Zwar schien er nett zu sein, aber im Moment hatte ich keine große Lust, mich mit anderen Personen einzulassen. Am liebsten würde ich mich in meinem Zimmer verkriechen, aber das wäre eher kontraproduktiv.

Pünktlich um 16 Uhr beendete der Professor den Kurs und entließ uns für heute. Redend packte jeder seine Sachen zusammen.
Ich machte extra langsam, sodass ich ganz am Schluss hinaus gehen konnte. Und ich war sehr froh darüber, als Jae mit den anderen Studierenden aus dem Lehrsaal ging. Und wie ich es wollte, bildete ich das Schlusslicht. Na ja, außer noch eine andere Studentin, die anscheinend tief und fest schlief.
Schnurstracks ging ich zur Mensa, wo ich sofort Min Wons Hinterkopf ausmachen konnte.

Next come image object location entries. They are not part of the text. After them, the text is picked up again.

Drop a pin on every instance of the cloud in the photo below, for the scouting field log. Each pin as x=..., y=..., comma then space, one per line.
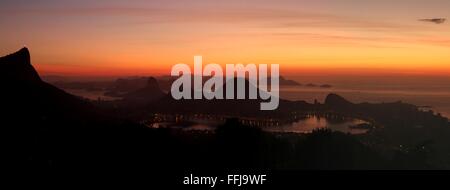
x=434, y=20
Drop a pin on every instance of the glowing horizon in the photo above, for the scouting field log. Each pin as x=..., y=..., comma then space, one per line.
x=116, y=38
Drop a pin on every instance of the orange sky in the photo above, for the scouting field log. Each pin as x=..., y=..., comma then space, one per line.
x=112, y=38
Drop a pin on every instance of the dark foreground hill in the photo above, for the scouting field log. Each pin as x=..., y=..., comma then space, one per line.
x=46, y=129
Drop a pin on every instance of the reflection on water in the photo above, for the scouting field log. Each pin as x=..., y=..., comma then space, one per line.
x=306, y=125
x=309, y=124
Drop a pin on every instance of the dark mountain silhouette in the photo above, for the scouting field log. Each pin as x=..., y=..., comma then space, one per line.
x=17, y=67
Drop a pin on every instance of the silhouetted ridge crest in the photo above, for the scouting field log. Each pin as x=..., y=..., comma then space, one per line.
x=17, y=67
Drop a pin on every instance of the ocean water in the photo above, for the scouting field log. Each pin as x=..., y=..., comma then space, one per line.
x=422, y=91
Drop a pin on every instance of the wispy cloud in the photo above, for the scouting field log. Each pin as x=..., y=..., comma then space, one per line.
x=434, y=20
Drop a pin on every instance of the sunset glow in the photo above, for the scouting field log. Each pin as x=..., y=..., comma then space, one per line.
x=112, y=38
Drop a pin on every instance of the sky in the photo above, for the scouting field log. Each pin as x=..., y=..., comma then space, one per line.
x=115, y=38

Ich tippte ihn an, als ich neben ihm stand. Wie ich, hörte er ständig Musik.
Min Won wandte sich zu mir und sofort stahl sich ein Lächeln auf sein Gesicht als er merkte, dass ich es war, schaltete die Musik aus.
>> Alles okay bei dir? <<, fragte er nach, woraufhin ich nickte. >> Wollen wir dort hin? <<
Während Min Won das fragte, streckte er mir sein Smartphone entgegen.

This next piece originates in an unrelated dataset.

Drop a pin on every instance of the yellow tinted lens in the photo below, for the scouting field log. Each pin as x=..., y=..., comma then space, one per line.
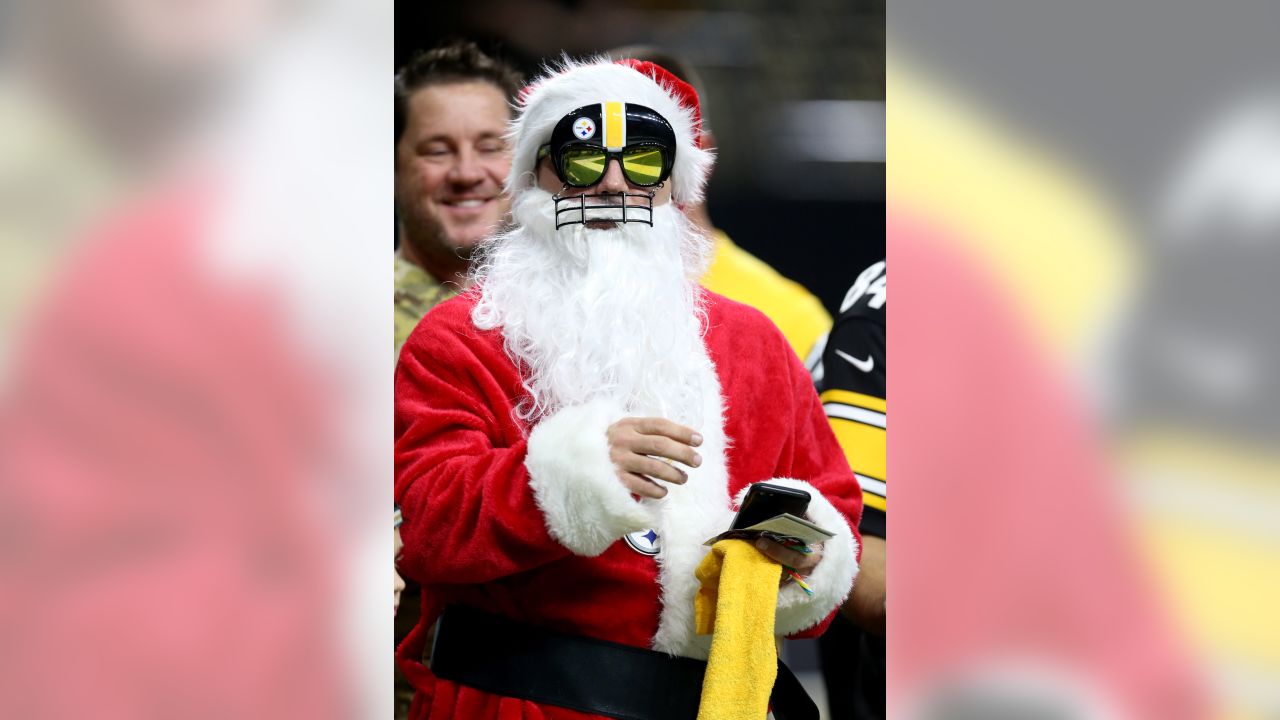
x=584, y=165
x=643, y=165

Kurz las ich mir durch, was es so gab und sagte dann: >> Ja, ist in Ordnung. <<
>> Supi. <<
Anschließend verließen wir die Uni und gingen zum Rand des Bürgersteigs, sodass Min Won ein Taxi zu uns winken konnte.
Es dauerte nicht lange, bis eines anhielt und wir stiegen ein.
Mein Bruder sagte dem Fahrer die Adresse, welcher daraufhin los fuhr. Über der ganzen Fahrt über wurde nicht gesprochen, was mir auch ganz lieb war. Und obwohl wir nicht über den Tod von Mom sprachen, wussten wir beide von einander, dass es uns weh tat. Uns war es auch genauso klar, dass wir es verdrängten.